De fait, les questions qui brûlent les lèvres de tous les Guinéens depuis de nombreuses années portent sur le type de société, l’organisation du pouvoir et la nature du régime politique à mettre en œuvre pour en finir définitivement avec l’arbitraire comme mode de gouvernance et sortir du refus de l’alternance politique, questions qui sont plus que jamais d’actualité à l’heure de la troisième transition (après celles de 1984 et de 2008) qui s’est ouverte depuis le 5 septembre dernier. C’est exactement pour répondre à ces interrogations que se propose l’essai « Rupture » d’Amadou Sadjo Barry.
Son analyse s’articule en trois parties : dans la première, il expose les mécanismes qui ont conduit à la confiscation du pouvoir en Guinée depuis 63 ans et qui débouche sur l’incapacité de créer une véritable nation ; la deuxième examine les raisons de la survivance de l’autoritarisme politique malgré l’adoption en 1990 d’une Loi fondamentale visant à instaurer la démocratie, en d’autres termes, l’instrumentalisation autoritaire de celle-ci ; la troisième propose les bases politiques de la future société guinéenne visant à transcender le refus de l’alternance démocratique et à instaurer la démocratie dans le pays.
Amadou Sadjo ne parle pas de refondation, mais de fondation politique car avant tout il faut procéder à une rupture – d’où le titre de son livre – avec « la confiscation du pouvoir devenue le paradigme normal de la gouvernance », en somme émanciper le pouvoir de la tutelle des personnes qui l’exercent.
L’idée de fondation politique correspond à « un commencement radical, qui consiste, ex nihilo, à créer et à inventer ce qui n’existe pas encore ». Les Guinéens doivent prendre l’engagement réciproque à fonder la vie commune sur l’autorité d’un « contrat moral » qui est un ensemble de principes normatifs respectant la vie d’autrui, l’égalité morale entre les individus, de même qu’entre les communautés ethnoculturelles, le refus de la violence et le partage équitable du produit de l’exploitation des ressources naturelles du pays.
Mais cela ne suffit pas. Il faut en plus donner à ce contrat moral une force contraignante créant un «espace public» affranchi de la volonté arbitraire des individus. Cet espace public est à ériger en lieu par excellence de l’intérêt général. Cela doit aller de pair avec une réorganisation administrative du pays sur laquelle nous allons revenir plus loin.
Tout a commencé avec la pensée politique du premier président guinéen, Sékou Touré, dont le socialisme révolutionnaire était fondé sur la dilution de l’individu dans la collectivité, en raison d’une conception quasi mystique du peuple.

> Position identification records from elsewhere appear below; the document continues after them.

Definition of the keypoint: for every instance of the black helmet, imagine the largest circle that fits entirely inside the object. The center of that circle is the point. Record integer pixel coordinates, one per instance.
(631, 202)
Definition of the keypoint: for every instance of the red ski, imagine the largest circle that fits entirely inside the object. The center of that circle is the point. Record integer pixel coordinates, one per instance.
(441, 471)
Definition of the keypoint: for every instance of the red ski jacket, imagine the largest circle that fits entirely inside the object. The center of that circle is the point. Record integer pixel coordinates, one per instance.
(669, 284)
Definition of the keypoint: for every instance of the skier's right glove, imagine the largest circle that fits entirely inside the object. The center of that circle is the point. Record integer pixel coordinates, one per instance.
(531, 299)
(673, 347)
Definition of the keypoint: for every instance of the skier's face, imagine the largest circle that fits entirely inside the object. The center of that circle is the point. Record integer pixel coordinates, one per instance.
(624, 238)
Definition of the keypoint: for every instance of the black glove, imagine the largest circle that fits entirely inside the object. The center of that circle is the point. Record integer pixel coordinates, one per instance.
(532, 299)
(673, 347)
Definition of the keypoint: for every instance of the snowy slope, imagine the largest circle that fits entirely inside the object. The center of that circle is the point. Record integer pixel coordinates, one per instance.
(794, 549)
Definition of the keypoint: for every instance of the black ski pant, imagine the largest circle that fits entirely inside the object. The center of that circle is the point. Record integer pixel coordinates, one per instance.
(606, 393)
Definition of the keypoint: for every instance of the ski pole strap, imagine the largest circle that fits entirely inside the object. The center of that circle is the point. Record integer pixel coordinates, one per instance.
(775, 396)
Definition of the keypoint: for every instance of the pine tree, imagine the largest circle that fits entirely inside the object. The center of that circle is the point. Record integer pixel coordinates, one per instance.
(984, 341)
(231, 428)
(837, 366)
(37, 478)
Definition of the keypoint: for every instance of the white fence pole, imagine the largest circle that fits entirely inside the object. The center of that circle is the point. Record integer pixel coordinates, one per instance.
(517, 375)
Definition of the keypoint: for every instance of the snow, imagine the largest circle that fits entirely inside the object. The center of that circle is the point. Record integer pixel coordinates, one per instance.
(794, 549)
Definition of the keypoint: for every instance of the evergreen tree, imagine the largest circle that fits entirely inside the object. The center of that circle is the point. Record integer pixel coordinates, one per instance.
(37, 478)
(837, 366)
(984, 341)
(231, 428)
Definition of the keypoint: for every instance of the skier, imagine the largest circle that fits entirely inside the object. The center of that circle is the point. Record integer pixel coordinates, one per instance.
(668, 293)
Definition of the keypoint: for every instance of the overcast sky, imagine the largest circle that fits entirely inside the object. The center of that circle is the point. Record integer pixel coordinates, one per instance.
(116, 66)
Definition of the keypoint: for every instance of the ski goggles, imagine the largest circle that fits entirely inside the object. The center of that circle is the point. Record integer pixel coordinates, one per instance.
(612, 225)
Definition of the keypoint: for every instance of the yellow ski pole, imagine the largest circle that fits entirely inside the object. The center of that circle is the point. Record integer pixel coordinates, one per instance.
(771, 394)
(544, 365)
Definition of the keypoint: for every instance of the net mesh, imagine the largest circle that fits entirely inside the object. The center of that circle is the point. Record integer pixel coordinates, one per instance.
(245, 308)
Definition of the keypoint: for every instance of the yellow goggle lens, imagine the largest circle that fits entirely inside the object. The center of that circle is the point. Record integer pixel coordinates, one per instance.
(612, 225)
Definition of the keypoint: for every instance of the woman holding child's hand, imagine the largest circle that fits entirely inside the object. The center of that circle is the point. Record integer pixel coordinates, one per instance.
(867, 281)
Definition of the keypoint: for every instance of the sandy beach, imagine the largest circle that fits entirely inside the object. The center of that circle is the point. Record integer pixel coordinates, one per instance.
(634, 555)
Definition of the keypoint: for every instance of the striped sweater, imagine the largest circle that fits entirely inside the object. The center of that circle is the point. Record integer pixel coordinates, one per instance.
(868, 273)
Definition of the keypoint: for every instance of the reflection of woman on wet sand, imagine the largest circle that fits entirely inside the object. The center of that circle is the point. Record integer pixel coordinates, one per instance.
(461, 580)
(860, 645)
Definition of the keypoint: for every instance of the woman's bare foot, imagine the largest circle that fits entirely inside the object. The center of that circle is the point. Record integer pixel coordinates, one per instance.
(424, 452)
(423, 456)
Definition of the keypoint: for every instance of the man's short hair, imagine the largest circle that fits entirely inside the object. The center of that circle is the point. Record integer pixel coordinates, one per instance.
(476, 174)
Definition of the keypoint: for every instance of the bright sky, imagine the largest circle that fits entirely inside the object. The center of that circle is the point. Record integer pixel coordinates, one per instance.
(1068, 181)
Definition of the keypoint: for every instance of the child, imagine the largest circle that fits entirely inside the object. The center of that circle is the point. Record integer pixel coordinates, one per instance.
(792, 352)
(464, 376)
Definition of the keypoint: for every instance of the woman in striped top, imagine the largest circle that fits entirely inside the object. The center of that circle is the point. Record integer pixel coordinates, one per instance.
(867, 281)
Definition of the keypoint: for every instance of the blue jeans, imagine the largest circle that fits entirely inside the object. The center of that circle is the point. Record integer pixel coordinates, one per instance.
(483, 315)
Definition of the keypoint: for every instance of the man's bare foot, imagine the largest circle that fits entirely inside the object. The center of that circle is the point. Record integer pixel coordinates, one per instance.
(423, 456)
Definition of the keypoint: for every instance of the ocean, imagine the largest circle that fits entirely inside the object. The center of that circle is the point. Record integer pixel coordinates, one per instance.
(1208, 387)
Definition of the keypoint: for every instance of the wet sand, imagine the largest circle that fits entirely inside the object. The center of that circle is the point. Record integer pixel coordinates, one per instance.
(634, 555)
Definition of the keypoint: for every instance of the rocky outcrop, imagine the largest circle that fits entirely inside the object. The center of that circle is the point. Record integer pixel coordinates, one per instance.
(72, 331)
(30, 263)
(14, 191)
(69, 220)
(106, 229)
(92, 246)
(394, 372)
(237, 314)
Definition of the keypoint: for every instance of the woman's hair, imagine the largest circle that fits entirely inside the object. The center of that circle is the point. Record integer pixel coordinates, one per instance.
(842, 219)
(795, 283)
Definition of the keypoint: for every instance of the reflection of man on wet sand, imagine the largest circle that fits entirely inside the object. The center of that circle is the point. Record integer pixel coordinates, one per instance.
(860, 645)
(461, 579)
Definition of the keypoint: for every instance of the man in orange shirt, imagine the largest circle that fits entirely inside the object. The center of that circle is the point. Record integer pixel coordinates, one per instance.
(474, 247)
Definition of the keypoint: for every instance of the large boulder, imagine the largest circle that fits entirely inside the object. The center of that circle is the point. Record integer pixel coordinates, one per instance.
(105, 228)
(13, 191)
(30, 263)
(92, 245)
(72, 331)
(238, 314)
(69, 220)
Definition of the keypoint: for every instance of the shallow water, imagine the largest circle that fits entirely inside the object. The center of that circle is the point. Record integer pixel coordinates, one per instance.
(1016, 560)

La réalité individuelle était dissoute dans le tout indivisible qui définissait le peuple. Et la personne du président s’identifiait au peuple. Celui-ci était considéré comme un, c’est-à-dire une unité totale excluant la diversité sous toutes ses formes.

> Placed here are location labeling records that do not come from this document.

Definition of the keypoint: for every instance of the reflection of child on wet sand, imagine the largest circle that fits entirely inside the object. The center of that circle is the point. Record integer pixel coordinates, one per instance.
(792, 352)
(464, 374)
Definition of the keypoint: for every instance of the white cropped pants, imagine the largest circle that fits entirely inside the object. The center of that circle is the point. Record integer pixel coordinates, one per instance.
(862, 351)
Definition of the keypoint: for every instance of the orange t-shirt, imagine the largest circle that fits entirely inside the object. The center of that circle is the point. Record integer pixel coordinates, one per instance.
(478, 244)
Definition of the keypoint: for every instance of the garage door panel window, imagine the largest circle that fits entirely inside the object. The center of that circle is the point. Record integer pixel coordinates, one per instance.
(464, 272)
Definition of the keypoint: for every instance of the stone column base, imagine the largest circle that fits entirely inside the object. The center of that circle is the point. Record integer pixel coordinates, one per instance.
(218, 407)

On était dans une fiction, celle d’une société non conflictuelle où les individus pensaient et voulaient la même chose. L’autorité qui incarnait le pouvoir, en l’occurrence Sékou Touré, était considérée comme étant le lieu de convergence des aspirations du peuple. L’unité du peuple consacrait l’unité des pouvoirs dans la seule personne du président. En somme, la souveraineté du peuple était transférée dans la personne qui l’incarnait, le responsable suprême de la révolution, Sékou Touré. L’exercice du pouvoir devenait total et absolu. Le président disposait de tous les pouvoirs : armée, justice, nomination à tous les postes, politique étrangère.

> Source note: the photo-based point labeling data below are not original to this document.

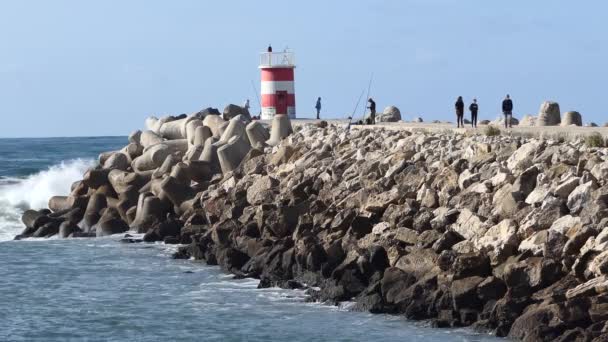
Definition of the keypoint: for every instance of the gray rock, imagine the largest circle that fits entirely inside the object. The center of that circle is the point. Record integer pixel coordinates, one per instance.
(549, 114)
(390, 114)
(572, 118)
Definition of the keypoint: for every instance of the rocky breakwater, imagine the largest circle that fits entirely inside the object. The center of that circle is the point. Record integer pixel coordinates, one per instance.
(504, 234)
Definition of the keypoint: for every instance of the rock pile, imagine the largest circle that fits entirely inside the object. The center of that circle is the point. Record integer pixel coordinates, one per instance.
(506, 234)
(157, 175)
(549, 114)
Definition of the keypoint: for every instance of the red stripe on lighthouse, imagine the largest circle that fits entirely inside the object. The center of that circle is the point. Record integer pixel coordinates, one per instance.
(271, 100)
(277, 74)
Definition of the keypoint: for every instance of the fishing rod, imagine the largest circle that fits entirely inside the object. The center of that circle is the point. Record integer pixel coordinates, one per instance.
(350, 120)
(257, 95)
(369, 87)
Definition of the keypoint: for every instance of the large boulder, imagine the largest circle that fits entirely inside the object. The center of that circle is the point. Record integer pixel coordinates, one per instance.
(390, 114)
(549, 114)
(572, 118)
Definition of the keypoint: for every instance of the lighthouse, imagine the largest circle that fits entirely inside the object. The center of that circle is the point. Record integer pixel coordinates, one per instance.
(277, 88)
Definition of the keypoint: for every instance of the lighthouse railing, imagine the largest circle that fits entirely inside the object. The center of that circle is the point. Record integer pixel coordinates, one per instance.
(270, 59)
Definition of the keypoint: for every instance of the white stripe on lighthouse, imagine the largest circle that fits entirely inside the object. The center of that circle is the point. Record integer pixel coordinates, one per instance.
(271, 87)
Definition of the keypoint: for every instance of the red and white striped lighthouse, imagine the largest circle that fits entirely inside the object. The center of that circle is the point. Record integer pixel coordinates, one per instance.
(278, 91)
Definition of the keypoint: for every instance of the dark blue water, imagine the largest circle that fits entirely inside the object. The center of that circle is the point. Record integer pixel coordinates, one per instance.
(102, 290)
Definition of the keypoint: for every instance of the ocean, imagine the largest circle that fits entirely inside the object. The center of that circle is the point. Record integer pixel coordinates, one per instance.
(104, 290)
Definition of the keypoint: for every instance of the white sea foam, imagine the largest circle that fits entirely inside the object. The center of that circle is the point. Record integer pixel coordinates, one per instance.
(33, 192)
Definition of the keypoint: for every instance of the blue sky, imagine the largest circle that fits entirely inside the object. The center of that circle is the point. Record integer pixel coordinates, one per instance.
(79, 68)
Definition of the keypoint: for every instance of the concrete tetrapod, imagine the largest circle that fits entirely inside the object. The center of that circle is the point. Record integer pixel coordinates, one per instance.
(201, 134)
(118, 161)
(121, 180)
(257, 134)
(199, 170)
(209, 154)
(213, 122)
(96, 178)
(234, 128)
(132, 151)
(175, 191)
(149, 138)
(150, 209)
(135, 136)
(176, 146)
(152, 158)
(62, 203)
(232, 153)
(180, 173)
(151, 122)
(92, 214)
(281, 128)
(194, 153)
(173, 129)
(165, 167)
(110, 223)
(191, 127)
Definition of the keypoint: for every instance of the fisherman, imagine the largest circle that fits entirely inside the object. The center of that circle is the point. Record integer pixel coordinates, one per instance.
(507, 110)
(459, 112)
(372, 112)
(474, 108)
(318, 107)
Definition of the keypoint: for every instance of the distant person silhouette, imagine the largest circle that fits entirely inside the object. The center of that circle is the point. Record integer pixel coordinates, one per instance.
(474, 108)
(372, 112)
(459, 112)
(507, 110)
(318, 108)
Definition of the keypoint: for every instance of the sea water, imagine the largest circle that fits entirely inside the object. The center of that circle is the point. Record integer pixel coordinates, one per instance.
(104, 290)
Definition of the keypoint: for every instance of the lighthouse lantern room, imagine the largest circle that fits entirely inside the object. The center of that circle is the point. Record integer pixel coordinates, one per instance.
(278, 92)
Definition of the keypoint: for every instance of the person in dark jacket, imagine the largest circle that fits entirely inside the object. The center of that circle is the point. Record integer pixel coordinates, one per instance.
(507, 110)
(474, 108)
(372, 112)
(460, 112)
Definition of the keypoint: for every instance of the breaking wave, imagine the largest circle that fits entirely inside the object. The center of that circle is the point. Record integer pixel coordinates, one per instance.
(34, 191)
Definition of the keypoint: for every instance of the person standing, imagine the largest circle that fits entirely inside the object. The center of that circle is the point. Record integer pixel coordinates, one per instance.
(459, 112)
(372, 112)
(318, 108)
(474, 108)
(507, 110)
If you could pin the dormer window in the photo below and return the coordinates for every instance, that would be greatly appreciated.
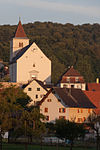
(20, 44)
(33, 65)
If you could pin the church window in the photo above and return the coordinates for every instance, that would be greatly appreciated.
(68, 79)
(76, 79)
(29, 89)
(33, 65)
(60, 117)
(47, 118)
(45, 109)
(20, 44)
(64, 86)
(62, 110)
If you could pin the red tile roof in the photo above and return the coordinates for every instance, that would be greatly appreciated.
(93, 86)
(72, 80)
(72, 72)
(20, 31)
(94, 97)
(70, 97)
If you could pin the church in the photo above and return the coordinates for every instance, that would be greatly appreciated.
(27, 61)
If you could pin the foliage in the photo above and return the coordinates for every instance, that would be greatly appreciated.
(65, 45)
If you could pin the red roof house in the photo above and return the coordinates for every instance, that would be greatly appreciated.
(94, 97)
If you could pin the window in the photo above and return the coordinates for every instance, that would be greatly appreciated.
(60, 117)
(20, 44)
(41, 95)
(62, 110)
(29, 89)
(89, 110)
(72, 86)
(68, 79)
(48, 100)
(38, 89)
(36, 96)
(45, 109)
(47, 118)
(81, 110)
(76, 79)
(64, 86)
(33, 65)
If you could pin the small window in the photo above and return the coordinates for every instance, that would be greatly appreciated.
(62, 110)
(48, 100)
(46, 110)
(20, 44)
(36, 96)
(38, 89)
(29, 89)
(72, 86)
(60, 117)
(64, 86)
(47, 118)
(84, 118)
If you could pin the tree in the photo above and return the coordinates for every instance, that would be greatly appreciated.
(12, 102)
(94, 124)
(69, 130)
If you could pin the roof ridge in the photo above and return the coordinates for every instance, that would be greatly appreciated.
(20, 31)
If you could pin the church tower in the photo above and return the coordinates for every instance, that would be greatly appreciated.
(19, 41)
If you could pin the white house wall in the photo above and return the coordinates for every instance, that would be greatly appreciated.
(53, 108)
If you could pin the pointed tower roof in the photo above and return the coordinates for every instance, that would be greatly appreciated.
(72, 72)
(20, 33)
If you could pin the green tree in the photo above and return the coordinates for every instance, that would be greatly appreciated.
(69, 130)
(12, 102)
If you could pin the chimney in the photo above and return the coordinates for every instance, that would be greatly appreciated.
(97, 80)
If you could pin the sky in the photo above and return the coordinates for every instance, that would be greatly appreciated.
(61, 11)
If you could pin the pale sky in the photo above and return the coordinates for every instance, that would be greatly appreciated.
(61, 11)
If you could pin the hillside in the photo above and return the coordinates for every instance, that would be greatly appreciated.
(65, 45)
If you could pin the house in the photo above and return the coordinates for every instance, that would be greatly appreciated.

Cette conception s’exprimait par l’instauration du régime du parti-Etat dans lequel le pouvoir était concentré entre les mains des seuls cadres du parti au pouvoir (le Parti Démocratique de Guinée, le PDG), à l’exclusion de l’opposition, soit une autorité qui émanait uniquement de ce parti et qui se superposait à celle du gouvernement. Ce qui a instauré en Guinée une culture politique autoritaire et régressive qui a atteint son paroxysme avec le « goulag tropical » et ses milliers de victimes, ainsi que l’interdiction de toute opposition.
L’érection de l’arbitraire en mode de gouvernance politique et l’usurpation de la souveraineté populaire ont fait avorter l’émergence d’une nation en Guinée. Un constat terrible qui contredit une croyance très répandue.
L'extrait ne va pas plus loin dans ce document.